Si vota perché l’Italia non finisca sotto «padrone» e per difendere «la qualità della nostra democrazia». Dopo le bordate di Berlusconi-”Napoleone” contro giudici e Parlamento, Dario Franceschini alza il livello dell’allarme. L’obiettivo è parlare agli incerti, farli riflettere, chiamarli a raccolta. Il 7 giugno è vicino, un elettore su quattro non ha deciso il proprio voto e il rischio astensioni non si riduce. Non è l’appello al «voto utile» del 2008 quello che lancia Franceschini in questi giorni, ma il concetto è che solo un grande partito come il Pd può arginare un premier che vuole stravincere. E che ieri ha fatto la solita retromarcia: «Mai detto che il parlamento è inutile».

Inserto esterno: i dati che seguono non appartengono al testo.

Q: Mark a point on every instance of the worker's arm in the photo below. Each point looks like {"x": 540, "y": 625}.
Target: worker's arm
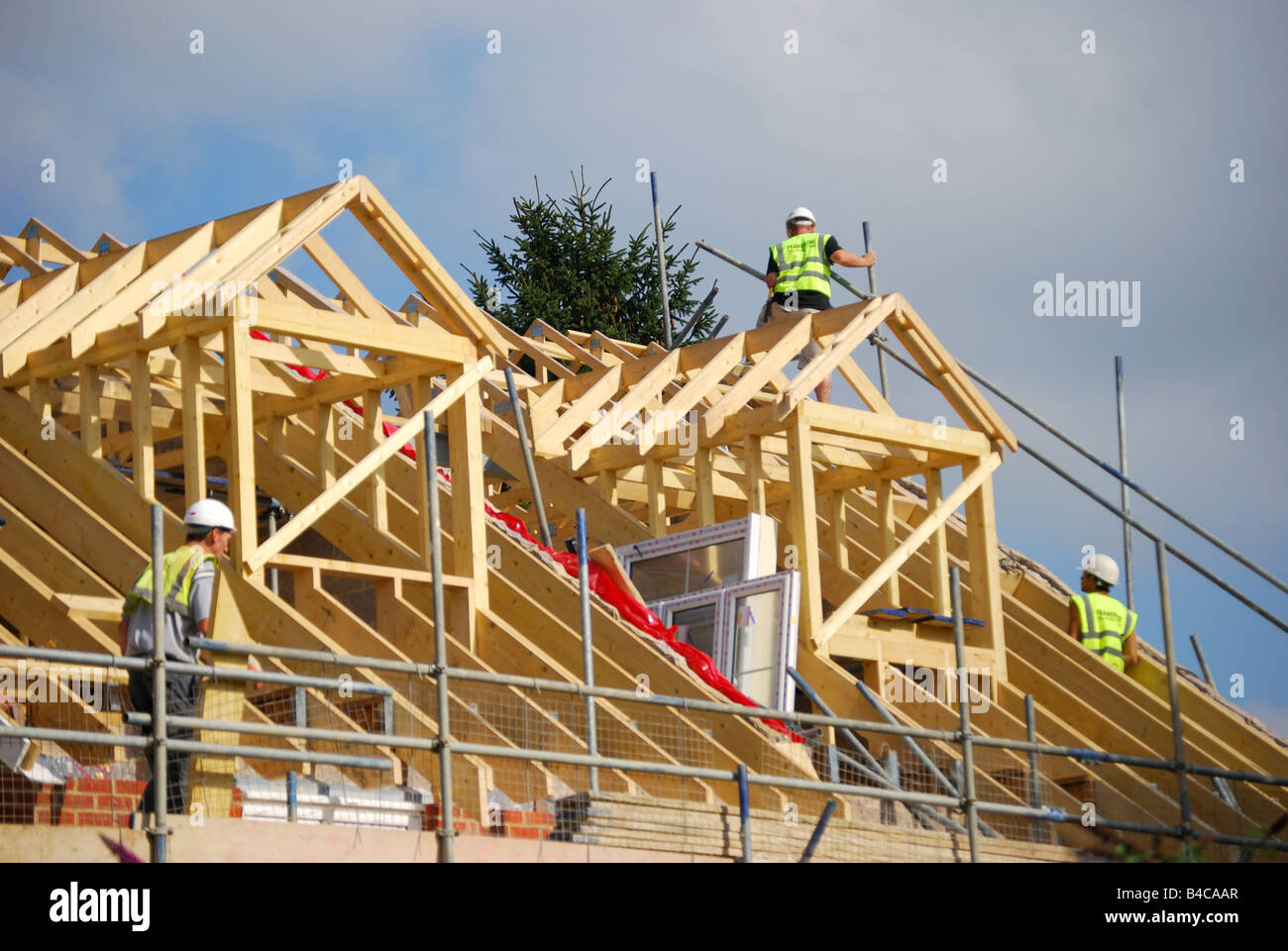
{"x": 1132, "y": 651}
{"x": 1074, "y": 622}
{"x": 850, "y": 260}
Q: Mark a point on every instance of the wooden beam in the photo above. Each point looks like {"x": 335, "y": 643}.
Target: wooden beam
{"x": 840, "y": 540}
{"x": 820, "y": 368}
{"x": 986, "y": 591}
{"x": 240, "y": 446}
{"x": 314, "y": 324}
{"x": 469, "y": 517}
{"x": 90, "y": 432}
{"x": 623, "y": 411}
{"x": 193, "y": 422}
{"x": 373, "y": 433}
{"x": 755, "y": 475}
{"x": 938, "y": 547}
{"x": 552, "y": 438}
{"x": 890, "y": 565}
{"x": 889, "y": 538}
{"x": 896, "y": 429}
{"x": 755, "y": 377}
{"x": 364, "y": 468}
{"x": 141, "y": 425}
{"x": 656, "y": 499}
{"x": 804, "y": 527}
{"x": 346, "y": 281}
{"x": 703, "y": 502}
{"x": 699, "y": 386}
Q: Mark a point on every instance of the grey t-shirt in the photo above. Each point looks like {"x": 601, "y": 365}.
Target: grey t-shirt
{"x": 176, "y": 626}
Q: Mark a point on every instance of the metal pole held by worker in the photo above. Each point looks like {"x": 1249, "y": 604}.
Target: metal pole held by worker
{"x": 1126, "y": 491}
{"x": 588, "y": 650}
{"x": 661, "y": 262}
{"x": 872, "y": 289}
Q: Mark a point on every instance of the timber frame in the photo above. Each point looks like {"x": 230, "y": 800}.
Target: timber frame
{"x": 125, "y": 369}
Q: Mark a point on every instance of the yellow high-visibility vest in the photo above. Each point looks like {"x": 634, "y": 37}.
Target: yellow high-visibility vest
{"x": 802, "y": 264}
{"x": 179, "y": 569}
{"x": 1106, "y": 624}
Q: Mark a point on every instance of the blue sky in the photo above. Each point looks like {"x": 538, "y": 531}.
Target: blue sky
{"x": 1113, "y": 165}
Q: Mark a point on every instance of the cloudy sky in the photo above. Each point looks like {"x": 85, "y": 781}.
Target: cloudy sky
{"x": 1113, "y": 165}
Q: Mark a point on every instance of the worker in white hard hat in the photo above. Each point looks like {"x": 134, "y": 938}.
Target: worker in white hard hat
{"x": 799, "y": 279}
{"x": 188, "y": 581}
{"x": 1099, "y": 621}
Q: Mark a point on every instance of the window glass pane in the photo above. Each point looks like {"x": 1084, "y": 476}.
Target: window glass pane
{"x": 698, "y": 626}
{"x": 755, "y": 646}
{"x": 696, "y": 570}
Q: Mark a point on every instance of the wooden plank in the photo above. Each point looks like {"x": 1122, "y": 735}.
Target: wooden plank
{"x": 938, "y": 548}
{"x": 822, "y": 367}
{"x": 304, "y": 518}
{"x": 141, "y": 427}
{"x": 313, "y": 324}
{"x": 90, "y": 431}
{"x": 552, "y": 438}
{"x": 608, "y": 486}
{"x": 38, "y": 307}
{"x": 911, "y": 544}
{"x": 635, "y": 399}
{"x": 373, "y": 433}
{"x": 91, "y": 608}
{"x": 656, "y": 499}
{"x": 896, "y": 429}
{"x": 952, "y": 381}
{"x": 421, "y": 268}
{"x": 793, "y": 341}
{"x": 699, "y": 386}
{"x": 840, "y": 539}
{"x": 193, "y": 422}
{"x": 868, "y": 393}
{"x": 889, "y": 539}
{"x": 704, "y": 502}
{"x": 323, "y": 427}
{"x": 469, "y": 518}
{"x": 754, "y": 458}
{"x": 346, "y": 281}
{"x": 239, "y": 446}
{"x": 804, "y": 527}
{"x": 986, "y": 591}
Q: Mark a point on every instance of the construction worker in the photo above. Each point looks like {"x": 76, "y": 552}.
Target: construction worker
{"x": 1099, "y": 621}
{"x": 188, "y": 581}
{"x": 799, "y": 278}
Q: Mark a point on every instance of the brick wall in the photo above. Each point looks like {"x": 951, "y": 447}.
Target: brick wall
{"x": 80, "y": 801}
{"x": 507, "y": 822}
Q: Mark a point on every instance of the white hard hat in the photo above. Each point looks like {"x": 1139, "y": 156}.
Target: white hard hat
{"x": 1104, "y": 568}
{"x": 209, "y": 513}
{"x": 802, "y": 214}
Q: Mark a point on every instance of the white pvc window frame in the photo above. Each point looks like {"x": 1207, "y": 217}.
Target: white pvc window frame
{"x": 787, "y": 583}
{"x": 759, "y": 535}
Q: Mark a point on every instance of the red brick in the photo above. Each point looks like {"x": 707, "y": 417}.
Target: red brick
{"x": 119, "y": 801}
{"x": 85, "y": 785}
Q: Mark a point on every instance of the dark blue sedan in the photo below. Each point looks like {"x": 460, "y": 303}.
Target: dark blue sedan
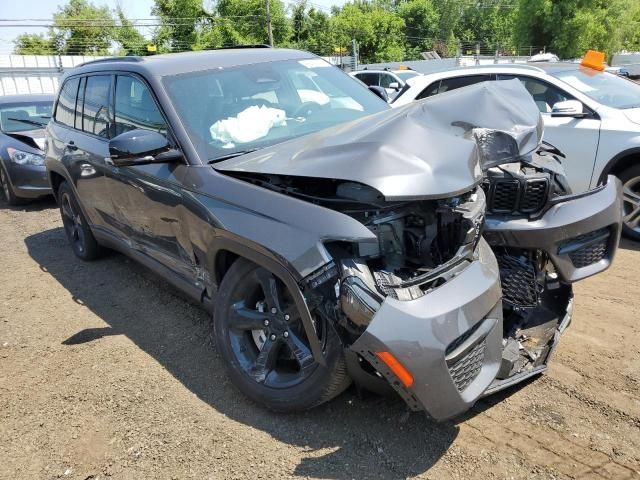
{"x": 22, "y": 121}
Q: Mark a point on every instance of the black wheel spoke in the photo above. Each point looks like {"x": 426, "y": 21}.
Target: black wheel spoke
{"x": 270, "y": 288}
{"x": 243, "y": 318}
{"x": 265, "y": 361}
{"x": 300, "y": 350}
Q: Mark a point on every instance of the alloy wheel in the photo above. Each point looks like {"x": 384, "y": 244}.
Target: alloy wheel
{"x": 631, "y": 204}
{"x": 266, "y": 333}
{"x": 72, "y": 221}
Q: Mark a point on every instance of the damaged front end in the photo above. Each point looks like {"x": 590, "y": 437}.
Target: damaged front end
{"x": 462, "y": 284}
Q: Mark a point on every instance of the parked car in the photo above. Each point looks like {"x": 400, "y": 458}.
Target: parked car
{"x": 332, "y": 241}
{"x": 22, "y": 171}
{"x": 593, "y": 117}
{"x": 391, "y": 80}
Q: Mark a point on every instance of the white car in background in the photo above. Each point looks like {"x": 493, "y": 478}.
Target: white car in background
{"x": 391, "y": 80}
{"x": 592, "y": 116}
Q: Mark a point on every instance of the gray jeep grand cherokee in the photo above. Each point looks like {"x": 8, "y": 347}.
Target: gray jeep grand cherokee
{"x": 332, "y": 238}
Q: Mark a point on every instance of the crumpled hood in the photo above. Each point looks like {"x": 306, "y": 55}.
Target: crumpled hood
{"x": 423, "y": 150}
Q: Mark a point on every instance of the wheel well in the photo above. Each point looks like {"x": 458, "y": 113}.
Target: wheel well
{"x": 56, "y": 179}
{"x": 619, "y": 165}
{"x": 224, "y": 260}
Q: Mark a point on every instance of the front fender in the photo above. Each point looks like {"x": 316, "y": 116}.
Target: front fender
{"x": 580, "y": 233}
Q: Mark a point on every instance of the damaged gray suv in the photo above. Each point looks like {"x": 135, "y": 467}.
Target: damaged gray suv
{"x": 428, "y": 250}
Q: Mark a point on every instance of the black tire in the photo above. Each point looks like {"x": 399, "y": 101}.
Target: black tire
{"x": 6, "y": 189}
{"x": 630, "y": 179}
{"x": 287, "y": 380}
{"x": 75, "y": 224}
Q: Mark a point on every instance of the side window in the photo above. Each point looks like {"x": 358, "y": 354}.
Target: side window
{"x": 65, "y": 110}
{"x": 135, "y": 107}
{"x": 544, "y": 94}
{"x": 430, "y": 90}
{"x": 448, "y": 84}
{"x": 79, "y": 103}
{"x": 96, "y": 115}
{"x": 369, "y": 78}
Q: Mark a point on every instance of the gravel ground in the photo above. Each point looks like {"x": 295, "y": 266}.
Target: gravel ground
{"x": 106, "y": 371}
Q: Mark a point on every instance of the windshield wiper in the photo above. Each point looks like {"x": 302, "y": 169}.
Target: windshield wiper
{"x": 28, "y": 122}
{"x": 231, "y": 155}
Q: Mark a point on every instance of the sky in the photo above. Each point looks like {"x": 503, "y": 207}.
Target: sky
{"x": 44, "y": 9}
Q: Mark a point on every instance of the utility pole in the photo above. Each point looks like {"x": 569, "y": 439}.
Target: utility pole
{"x": 269, "y": 30}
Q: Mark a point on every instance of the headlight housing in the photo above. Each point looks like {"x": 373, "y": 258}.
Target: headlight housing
{"x": 24, "y": 158}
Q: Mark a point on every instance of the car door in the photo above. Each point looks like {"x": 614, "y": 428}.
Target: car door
{"x": 87, "y": 118}
{"x": 147, "y": 198}
{"x": 577, "y": 138}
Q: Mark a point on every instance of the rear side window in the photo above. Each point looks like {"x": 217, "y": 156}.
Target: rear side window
{"x": 135, "y": 107}
{"x": 96, "y": 115}
{"x": 369, "y": 78}
{"x": 448, "y": 84}
{"x": 66, "y": 107}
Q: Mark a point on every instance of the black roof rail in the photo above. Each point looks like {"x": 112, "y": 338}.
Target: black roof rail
{"x": 128, "y": 59}
{"x": 255, "y": 45}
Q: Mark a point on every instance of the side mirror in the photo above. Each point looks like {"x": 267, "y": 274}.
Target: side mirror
{"x": 141, "y": 147}
{"x": 568, "y": 108}
{"x": 379, "y": 91}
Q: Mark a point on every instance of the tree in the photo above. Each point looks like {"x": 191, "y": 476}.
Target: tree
{"x": 245, "y": 22}
{"x": 378, "y": 31}
{"x": 80, "y": 28}
{"x": 182, "y": 21}
{"x": 33, "y": 44}
{"x": 421, "y": 21}
{"x": 131, "y": 40}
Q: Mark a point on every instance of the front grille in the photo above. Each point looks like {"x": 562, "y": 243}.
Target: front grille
{"x": 465, "y": 370}
{"x": 518, "y": 277}
{"x": 515, "y": 196}
{"x": 535, "y": 195}
{"x": 587, "y": 249}
{"x": 505, "y": 196}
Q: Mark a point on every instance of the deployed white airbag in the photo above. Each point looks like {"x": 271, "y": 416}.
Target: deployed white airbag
{"x": 250, "y": 124}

«Alle politiche il differenziale Pd-Pdl era di 4 punti – ricorda – Se si triplicasse, non si fa fatica ad immaginare cosa farebbe Berlusconi…». Non è il momento «di consegnare il Paese al premier, quindi, per un po’ di delusione motivata». L’invito è a «non scendere dall’autobus» del Pd “per salire”, magari su quello di Di Pietro. Perché «un voto spostato da noi è a somma zero rispetto al problema dei rapporti con il Pdl». Quanto a Sinistra e Libertà, tuttavia, Franceschini spera «che i nostri percorsi si rincontrino presto».
attacchi

Gli attacchi al Parlamento – spiegano dal quartier generale democratico – rendono esplicito l’obiettivo di Berlusconi: fare il pieno di voti per modificare a proprio vantaggio l’assetto istituzionale. E il rischio di mancare l’obiettivo rende chiaro lo stesso “polverone” sulla sentenza Mills. Il Pd «non ha l’obiettivo di sconfiggere Berlusconi per via giudiziaria – spiega Franceschini – e non ha senso chiedere le dimissioni in Parlamento dove una mozione di sfiducia si trasformerebbe in un voto di fiducia».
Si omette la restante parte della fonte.